White Box Approach. If the ACG source code is available, then a light-weight option is to encode the annotation generation directly into the ACG, e.g., by hand-writing the annotation generation functions for each block type. This is rather laborious. Alternatively, these functions could be automatically generated from the BlockLibrary specifications and integrated with the ACG source code. However, this approach still isn’t true translation validation as it relies a lot on the ACG internals. Also, according to DO-330, this extra verification-oriented code must be qualified with the same stringency as the rest of the tool as it may introduce errors into the code generation. We have considered this option as a compromise allowing one to concentrate on the BlockLibrary specific aspects and paving the way for the more complete approach explained next.
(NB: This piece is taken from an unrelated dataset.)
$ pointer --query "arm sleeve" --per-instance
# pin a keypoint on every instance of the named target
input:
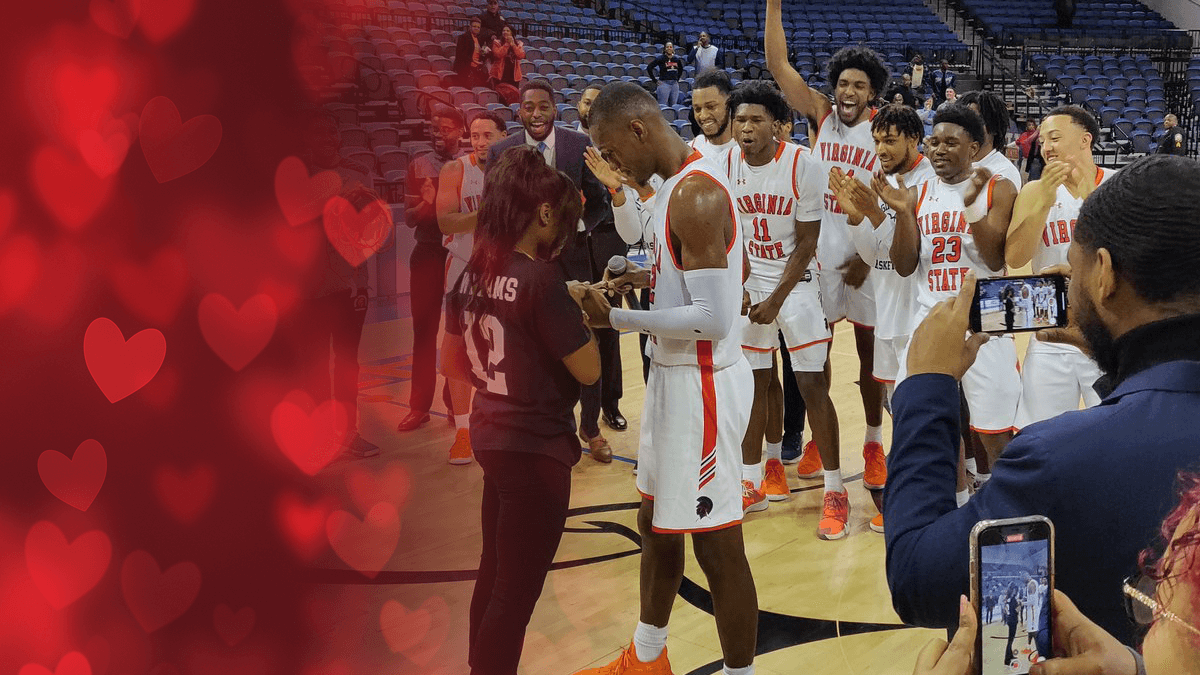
(714, 304)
Black Box Approach. In this case an external tool must parse the input model, generate the annotations and weave them into the generated code. Regarding DO-330, such a separate verification tool must be also qualified in order to gain certification credit for using it. However, the qualification process is much lighter as the tool cannot have any direct impact on the generated code.
3.2 Verification Using the Frama-C Toolset
We decided to target C code annotated with ACSL as: (a) this language is widely used in the safety-critical systems industry, (b) the GeneAuto ACG has mainly been used and evaluated in this context, and (c) the ACSL annotation language is supported by formal analysis tools such as the Frama-C framework. Similar work could have also been done based on most of the other alternatives mentioned earlier.
The Frama-C framework targets the analysis of C code in order to extract information provided by various plugins. These plugins allow for the static analysis of the source code to extract information like variables’ ranges and scope, code metrics, detect dead code, and many others6. Verification of ACSL annotations expressed on the source code is done through the WP plugin implementing a weakest precondition calculus generating proof obligations to be verified. Those are directly assessed using SMT solvers or sent to the previously presented Why3 platform to rely both on a wider range of SMT solvers or, when needed, on proof assistants. Proof assistants are used in order to manually tackle difficult proofs when the automatic SMT solvers fail to achieve the proof.
White Box Experiment Using the Open Source GeneAuto ACG. We have extended GeneAuto with the support for annotation manipulation7. For this purpose, we developed a metamodel based on a subset of the ACSL specification including annotations, ghost code and function contracts. We relied on the EMF framework to generate the corresponding Java classes that we integrated into the GeneAuto source code. We also implemented printing facilities for ACSL annotations. Finally, we implemented the annotation generation functions. As a possible future alternative, the current version of Frama-C also accepts annotations written directly in Why3 instead of ACSL.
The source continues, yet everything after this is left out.